Frequently asked questions

What is a Poincaré section?

A Poincaré section is a lower-dimensional surface placed across the flow of a dynamical system. Every time the trajectory crosses that surface in a chosen direction, you record the crossing point. The resulting cloud of points is the Poincaré map. A continuous flow in n dimensions becomes a discrete map in n−1 dimensions, which is far easier to analyze — periodicity, stability, and chaos all become visible at a glance.

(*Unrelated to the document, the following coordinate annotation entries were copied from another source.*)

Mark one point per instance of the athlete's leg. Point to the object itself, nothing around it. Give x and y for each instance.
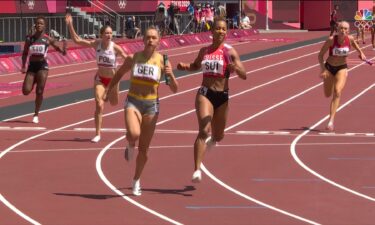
(218, 122)
(40, 79)
(113, 98)
(28, 83)
(372, 37)
(99, 107)
(204, 111)
(147, 131)
(340, 80)
(328, 84)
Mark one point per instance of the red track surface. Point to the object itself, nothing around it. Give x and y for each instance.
(56, 176)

How does the section reveal whether motion is periodic, quasiperiodic, or chaotic?

The geometry of the dots tells you everything. Periodic motion returns to the same place, so it lands on a finite set of fixed points (one point for period-1, two for period-2, and so on). Quasiperiodic motion winds around a torus with two incommensurate frequencies, so its crossings trace out a closed curve. Chaotic motion never repeats and stretches-and-folds phase space, so its crossings form a fractal scatter with self-similar structure and non-integer dimension.

What is the difference between a Poincaré section and a stroboscopic section?

They are two ways to choose when to sample. A geometric Poincaré section records crossings of a fixed surface in state space (for example, every time x passes through zero moving upward). A stroboscopic section samples at fixed time intervals — once per drive period for a periodically forced system. For a system driven at angular frequency ω, you photograph the state every T = 2π/ω seconds. Both produce a discrete return map; the stroboscopic version is the natural choice for forced oscillators because the forcing already defines a period.

Why does a torus show up as a closed curve in the section?

Quasiperiodic motion lives on the surface of a 2-torus (think of a donut) embedded in phase space. A plane slicing a donut intersects it in a closed loop — one or two ovals. Each return crossing lands somewhere on that loop, and because the two frequencies are irrationally related, the points never exactly repeat; they densely fill the loop over time. So the closed curve is literally the cross-section of the torus the trajectory is wrapped around.

How do you tell chaos from just-very-long-period motion?

Both can look like a scatter at first. The distinguishing test is structure and dimension. A long-period orbit eventually closes and its section is a finite point set. A chaotic section keeps filling out fractal structure forever — zoom in and you see the same striations repeating, the box-counting dimension comes out non-integer (often around 1.2 to 1.5 for a 2D section of a strange attractor), and the largest Lyapunov exponent is positive, meaning nearby points separate exponentially. Genuine chaos has sensitive dependence; a long cycle does not.

Who was Poincaré and why does this carry his name?

Henri Poincaré introduced the surface-of-section idea in the 1880s while studying the three-body problem for a prize set by King Oscar II of Sweden. Unable to find closed-form solutions, he turned to qualitative geometry: rather than tracking the full continuous orbit, he studied where it pierced a surface and how those crossings mapped to one another. In doing so he discovered homoclinic tangles — the first glimpse of what we now call chaos — decades before computers made the pictures visible.

What does it mean when the section points split from one dot into two?

That is a period-doubling bifurcation. As you turn a control parameter (drive amplitude, damping, forcing frequency), a single fixed point can lose stability and give birth to a period-2 orbit that visits two points alternately. Push further and 2 becomes 4, then 8, 16, and so on, with the parameter gaps shrinking by the universal Feigenbaum ratio of about 4.669. The cascade accumulates at a finite parameter value, beyond which the section becomes a fractal scatter — the system has gone chaotic by period doubling.